Lt. Col. Turner appreciated that smooth transition. He had graduated salutatorian of his class at Booker T. Washington High School. (Jonesboro Public Schools weren’t completely desegregated until 1966.)
Following completion of the 1960 ROTC Summer Camp, he was commissioned as a second lieutenant in the infantry and began a 22-year distinguished career, serving his community.
Dr. Reng asked Turner to serve as an assistant professor of military science for the A-State ROTC program. That meant he would become the first black faculty member at his alma mater.
“For three years, he mentored future Army officers right here in these walls,” Dr. Kelly Damphousse, chancellor of Arkansas State shared with the crowd of city and county dignitaries, family and friends gathered inside the Military Science Building, newly named for Turner.

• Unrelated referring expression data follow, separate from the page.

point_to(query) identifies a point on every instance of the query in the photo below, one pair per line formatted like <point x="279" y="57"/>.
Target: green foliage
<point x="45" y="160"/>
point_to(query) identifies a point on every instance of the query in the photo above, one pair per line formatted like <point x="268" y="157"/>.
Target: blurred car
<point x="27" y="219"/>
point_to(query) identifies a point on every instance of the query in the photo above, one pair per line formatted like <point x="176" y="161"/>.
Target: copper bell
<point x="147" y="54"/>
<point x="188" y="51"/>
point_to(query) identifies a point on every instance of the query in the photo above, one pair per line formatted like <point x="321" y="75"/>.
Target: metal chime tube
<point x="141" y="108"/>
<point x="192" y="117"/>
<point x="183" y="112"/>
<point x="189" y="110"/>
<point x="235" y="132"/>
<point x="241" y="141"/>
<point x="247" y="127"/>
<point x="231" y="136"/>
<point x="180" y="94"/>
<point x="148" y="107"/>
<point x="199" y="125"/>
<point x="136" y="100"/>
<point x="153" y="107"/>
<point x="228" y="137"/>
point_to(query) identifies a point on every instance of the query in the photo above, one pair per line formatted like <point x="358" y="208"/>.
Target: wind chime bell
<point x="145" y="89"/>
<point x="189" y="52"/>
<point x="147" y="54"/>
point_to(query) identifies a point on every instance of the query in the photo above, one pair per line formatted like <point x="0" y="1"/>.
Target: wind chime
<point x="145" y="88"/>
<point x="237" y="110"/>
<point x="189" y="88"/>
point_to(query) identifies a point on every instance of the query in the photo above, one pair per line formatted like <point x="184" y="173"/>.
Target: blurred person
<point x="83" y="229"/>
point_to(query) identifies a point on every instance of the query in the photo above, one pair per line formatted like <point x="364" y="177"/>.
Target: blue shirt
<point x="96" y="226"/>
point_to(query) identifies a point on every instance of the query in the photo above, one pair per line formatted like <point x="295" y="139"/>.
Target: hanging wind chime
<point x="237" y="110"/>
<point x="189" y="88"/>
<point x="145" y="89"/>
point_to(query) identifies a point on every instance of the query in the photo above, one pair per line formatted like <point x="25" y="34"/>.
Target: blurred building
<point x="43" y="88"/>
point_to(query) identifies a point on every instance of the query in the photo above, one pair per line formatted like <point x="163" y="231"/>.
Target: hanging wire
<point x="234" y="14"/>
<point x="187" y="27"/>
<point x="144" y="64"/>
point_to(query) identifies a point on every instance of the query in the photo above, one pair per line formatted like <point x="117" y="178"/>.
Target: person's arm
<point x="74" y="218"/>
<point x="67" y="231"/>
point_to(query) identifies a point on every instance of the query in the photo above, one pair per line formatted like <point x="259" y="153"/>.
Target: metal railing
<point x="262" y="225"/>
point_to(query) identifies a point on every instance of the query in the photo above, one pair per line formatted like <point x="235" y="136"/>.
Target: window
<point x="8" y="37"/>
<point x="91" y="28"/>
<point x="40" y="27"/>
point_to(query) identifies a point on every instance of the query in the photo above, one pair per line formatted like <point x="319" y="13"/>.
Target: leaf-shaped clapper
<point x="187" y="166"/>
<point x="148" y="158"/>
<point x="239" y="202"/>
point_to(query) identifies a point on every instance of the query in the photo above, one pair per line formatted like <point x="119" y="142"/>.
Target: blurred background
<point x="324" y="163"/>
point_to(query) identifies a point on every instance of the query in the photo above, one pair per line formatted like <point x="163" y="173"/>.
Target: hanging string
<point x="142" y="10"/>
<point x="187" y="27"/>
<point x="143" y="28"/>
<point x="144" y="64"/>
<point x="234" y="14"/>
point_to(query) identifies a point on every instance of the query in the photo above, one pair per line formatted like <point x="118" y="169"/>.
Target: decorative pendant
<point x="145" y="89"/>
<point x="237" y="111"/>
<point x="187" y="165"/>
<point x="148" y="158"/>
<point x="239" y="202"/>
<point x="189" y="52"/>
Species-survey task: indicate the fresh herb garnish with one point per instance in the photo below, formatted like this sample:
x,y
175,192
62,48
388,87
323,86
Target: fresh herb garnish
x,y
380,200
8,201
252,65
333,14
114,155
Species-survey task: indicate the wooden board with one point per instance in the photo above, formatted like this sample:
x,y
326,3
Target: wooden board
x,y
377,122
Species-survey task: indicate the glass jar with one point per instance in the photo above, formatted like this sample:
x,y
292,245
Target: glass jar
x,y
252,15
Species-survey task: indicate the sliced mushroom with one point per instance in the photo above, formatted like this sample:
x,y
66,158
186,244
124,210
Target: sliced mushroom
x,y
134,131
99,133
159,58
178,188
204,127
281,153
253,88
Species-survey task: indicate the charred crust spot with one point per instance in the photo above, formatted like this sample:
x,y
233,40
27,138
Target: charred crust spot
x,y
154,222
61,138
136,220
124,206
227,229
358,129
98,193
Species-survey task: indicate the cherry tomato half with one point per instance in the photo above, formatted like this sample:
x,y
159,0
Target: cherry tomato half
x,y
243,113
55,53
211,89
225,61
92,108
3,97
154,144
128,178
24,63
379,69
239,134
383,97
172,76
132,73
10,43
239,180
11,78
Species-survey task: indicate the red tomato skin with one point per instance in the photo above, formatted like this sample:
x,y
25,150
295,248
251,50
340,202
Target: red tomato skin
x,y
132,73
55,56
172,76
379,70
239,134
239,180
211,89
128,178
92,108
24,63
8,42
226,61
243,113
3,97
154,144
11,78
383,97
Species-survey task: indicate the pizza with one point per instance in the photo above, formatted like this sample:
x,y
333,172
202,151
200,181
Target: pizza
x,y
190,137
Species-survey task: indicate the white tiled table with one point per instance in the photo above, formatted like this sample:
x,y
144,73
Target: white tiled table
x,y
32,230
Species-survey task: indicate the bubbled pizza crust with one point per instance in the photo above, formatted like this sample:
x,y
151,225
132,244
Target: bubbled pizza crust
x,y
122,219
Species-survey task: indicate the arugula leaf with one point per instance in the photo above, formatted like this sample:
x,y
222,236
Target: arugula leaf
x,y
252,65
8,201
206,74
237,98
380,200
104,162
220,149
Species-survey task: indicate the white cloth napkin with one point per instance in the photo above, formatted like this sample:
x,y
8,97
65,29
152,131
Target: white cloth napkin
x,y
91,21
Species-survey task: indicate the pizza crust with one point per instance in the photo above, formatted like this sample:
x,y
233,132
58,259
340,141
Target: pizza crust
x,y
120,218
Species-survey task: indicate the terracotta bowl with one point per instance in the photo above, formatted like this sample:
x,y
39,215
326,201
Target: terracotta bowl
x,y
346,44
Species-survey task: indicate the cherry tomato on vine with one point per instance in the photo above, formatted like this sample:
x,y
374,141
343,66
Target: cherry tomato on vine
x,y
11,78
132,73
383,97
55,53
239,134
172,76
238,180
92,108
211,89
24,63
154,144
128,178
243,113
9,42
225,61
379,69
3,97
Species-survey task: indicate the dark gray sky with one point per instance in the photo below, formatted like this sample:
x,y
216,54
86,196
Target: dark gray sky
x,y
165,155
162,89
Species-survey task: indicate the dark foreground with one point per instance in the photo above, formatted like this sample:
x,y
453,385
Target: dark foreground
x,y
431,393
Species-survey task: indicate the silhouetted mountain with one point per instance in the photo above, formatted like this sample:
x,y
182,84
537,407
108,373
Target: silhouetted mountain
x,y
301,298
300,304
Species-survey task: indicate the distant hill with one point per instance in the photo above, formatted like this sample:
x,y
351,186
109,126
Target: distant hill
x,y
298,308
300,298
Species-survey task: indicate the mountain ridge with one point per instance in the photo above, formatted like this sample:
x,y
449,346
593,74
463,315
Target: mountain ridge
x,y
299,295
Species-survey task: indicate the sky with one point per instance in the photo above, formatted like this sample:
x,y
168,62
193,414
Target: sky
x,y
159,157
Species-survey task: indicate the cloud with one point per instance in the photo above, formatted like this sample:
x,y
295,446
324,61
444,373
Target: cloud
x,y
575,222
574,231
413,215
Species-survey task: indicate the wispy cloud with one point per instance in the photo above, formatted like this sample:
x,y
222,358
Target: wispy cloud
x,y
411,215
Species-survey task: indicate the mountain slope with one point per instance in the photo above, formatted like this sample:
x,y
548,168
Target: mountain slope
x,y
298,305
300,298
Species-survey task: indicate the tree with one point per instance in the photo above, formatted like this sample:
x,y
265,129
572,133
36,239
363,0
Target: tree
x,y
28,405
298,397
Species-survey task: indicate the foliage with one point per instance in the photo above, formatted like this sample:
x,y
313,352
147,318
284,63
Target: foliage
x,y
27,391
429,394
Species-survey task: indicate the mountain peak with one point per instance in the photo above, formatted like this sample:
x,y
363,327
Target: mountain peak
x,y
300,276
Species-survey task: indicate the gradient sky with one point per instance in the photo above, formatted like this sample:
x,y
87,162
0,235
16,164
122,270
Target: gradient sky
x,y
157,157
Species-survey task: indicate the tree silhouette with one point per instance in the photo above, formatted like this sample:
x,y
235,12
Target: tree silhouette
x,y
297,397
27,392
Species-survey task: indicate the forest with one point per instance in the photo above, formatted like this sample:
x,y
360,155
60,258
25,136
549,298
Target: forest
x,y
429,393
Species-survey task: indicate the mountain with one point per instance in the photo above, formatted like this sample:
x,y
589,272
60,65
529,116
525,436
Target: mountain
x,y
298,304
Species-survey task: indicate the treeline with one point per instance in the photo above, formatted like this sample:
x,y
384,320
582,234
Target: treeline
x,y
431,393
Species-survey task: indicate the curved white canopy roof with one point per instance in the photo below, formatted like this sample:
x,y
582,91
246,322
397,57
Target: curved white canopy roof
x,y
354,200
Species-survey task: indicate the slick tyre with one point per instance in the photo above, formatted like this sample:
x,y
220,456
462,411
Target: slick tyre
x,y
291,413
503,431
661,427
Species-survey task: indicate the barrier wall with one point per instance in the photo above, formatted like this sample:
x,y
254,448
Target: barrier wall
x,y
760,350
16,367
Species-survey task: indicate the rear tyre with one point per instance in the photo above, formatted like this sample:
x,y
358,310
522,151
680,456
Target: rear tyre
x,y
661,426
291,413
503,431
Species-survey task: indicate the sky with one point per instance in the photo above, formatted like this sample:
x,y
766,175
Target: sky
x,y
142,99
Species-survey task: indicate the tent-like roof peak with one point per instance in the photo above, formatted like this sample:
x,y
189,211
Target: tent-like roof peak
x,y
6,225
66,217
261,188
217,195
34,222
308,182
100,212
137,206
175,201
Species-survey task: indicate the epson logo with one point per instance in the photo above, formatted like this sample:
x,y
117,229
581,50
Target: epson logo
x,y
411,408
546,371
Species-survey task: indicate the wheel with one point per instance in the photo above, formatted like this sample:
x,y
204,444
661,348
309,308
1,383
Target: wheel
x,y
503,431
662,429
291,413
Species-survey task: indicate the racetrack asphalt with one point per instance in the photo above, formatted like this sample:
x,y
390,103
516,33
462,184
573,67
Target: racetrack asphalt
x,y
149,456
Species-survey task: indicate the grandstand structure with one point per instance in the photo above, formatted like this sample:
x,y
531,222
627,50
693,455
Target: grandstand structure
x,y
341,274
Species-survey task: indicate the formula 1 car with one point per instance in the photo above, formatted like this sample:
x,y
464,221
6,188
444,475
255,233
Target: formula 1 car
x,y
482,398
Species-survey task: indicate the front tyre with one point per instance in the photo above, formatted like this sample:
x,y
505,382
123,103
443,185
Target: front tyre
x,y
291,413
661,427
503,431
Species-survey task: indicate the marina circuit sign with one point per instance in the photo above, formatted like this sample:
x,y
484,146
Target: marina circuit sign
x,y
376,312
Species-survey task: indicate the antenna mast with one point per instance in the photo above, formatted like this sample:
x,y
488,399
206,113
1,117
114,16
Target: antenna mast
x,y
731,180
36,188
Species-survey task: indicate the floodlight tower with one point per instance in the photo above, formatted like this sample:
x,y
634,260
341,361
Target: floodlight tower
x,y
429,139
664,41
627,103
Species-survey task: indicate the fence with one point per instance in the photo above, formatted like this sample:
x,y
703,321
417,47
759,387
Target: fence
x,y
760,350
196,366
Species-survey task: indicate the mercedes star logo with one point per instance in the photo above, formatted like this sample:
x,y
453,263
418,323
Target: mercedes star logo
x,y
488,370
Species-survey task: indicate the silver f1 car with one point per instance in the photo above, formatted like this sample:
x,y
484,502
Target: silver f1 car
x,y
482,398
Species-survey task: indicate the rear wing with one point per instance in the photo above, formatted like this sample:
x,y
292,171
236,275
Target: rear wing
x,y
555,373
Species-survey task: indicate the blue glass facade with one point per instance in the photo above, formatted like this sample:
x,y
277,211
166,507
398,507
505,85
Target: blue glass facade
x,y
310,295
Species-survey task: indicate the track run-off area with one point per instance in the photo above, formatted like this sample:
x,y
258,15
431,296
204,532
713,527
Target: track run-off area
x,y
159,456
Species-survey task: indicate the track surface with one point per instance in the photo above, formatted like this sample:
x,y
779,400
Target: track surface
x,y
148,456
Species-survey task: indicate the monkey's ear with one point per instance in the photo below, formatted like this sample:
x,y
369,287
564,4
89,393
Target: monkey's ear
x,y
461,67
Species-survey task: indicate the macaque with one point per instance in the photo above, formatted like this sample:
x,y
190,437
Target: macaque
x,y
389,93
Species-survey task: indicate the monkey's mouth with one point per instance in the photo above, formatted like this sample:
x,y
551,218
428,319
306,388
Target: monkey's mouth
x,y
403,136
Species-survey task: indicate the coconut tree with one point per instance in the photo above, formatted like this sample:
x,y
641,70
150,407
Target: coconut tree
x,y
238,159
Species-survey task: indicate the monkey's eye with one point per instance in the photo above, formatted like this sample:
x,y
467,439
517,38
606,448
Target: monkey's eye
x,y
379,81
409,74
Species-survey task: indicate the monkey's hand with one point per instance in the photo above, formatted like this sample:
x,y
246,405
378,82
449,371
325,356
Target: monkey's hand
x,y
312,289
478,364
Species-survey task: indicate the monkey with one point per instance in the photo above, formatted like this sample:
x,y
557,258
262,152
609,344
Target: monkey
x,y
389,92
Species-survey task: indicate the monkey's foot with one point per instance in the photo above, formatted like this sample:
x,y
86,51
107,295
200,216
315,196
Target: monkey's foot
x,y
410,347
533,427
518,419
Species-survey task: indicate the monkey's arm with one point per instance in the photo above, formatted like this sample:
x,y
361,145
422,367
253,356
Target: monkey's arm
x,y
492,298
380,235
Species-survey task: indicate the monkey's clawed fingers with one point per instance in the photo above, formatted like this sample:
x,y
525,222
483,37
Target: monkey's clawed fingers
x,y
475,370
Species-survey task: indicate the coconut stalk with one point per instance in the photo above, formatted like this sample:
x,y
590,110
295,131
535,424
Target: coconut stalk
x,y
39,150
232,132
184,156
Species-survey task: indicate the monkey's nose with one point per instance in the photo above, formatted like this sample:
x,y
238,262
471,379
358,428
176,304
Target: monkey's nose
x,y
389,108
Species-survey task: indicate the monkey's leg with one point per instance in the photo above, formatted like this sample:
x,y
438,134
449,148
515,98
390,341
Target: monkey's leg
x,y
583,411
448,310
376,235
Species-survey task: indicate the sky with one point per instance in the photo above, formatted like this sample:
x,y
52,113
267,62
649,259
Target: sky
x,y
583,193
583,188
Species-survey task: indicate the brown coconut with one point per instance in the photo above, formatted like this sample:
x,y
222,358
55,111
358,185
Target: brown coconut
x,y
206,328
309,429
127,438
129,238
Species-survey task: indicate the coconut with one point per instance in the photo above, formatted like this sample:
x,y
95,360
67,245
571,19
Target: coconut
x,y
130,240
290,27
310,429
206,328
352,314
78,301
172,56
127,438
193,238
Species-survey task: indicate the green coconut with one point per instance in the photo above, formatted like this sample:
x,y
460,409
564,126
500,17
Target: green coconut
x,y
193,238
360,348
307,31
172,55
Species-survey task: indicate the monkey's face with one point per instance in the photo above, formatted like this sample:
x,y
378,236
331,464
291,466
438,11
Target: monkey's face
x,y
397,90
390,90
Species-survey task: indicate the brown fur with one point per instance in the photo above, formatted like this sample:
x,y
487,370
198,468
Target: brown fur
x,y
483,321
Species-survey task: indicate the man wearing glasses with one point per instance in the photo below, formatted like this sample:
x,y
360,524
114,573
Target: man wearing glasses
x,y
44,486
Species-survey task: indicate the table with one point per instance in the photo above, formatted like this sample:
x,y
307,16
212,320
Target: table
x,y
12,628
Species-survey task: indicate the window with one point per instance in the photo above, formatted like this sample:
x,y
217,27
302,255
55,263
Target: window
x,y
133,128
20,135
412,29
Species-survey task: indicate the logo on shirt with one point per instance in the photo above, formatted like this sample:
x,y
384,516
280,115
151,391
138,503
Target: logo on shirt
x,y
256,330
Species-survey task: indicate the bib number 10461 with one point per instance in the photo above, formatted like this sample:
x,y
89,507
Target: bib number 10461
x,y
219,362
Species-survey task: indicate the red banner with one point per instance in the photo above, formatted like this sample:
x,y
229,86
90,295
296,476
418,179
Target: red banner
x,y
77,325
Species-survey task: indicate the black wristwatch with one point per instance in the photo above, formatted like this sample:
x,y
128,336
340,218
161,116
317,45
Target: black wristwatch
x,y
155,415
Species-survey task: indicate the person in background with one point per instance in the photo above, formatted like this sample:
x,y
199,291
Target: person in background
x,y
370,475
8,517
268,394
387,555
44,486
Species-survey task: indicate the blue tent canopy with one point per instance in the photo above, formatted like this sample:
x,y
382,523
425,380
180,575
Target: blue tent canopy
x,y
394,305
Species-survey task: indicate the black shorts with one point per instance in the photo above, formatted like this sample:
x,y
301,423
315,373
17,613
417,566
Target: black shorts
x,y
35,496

“Ladies and Gentleman, we are creating history today at ASU and for many of us this is very special because it is our alma mater,” Major General George E. Barker said. Maj. Gen. Barker began his career through ROTC at Arkansas State.
Lt. Col. Turner served three tours of duty in Vietnam before coming back home to his family, the former Gussie Lee Jones and daughters, Suzette and Debbye.
“I personally want to extend my gratitude Lt. Col. Turner for being a pioneer that paved the way for black women and men like myself to receive a higher quality education,” Rashad Kirksey, former A-State SGA President said. Kirksey is now pursuing a degree in law.
Following his time at A-State, Lt. Col. Turner was selected for the U.S. Army Command and General Staff College at Fort Leavenworth, Kansas and upon completion of his course was promoted to Lieutenant Colonel. He was assigned as a member of the staff of the Commander of U.S. Forces at Supreme Headquarters Allied Powers Europe in Belgium.
“Nothing brings me more pleasure and honor than to be able to stand before this great man and introduce him to you,” Dr. Debbye Turner Bell said as she introduced her father during the ceremony. Dr. Bell, who is also a graduate of Arkansas State University, served as Miss America 1990.
“I stand before you with a heart full of honor and gratitude,” Lt. Col. Turner said during his remarks following the renaming of the building.
He retired from military service in Aug.1982.
In 2021, first at the request of the Student Government Association, and with the support of Chancellor Damphousse, the Arkansas State Board of Trustees unanimously approved the renaming of the Military Science Building as the Lt. Col. Frederick C. Turner, Jr. Military Science Building, honoring him for his historic roles at Arkansas State University.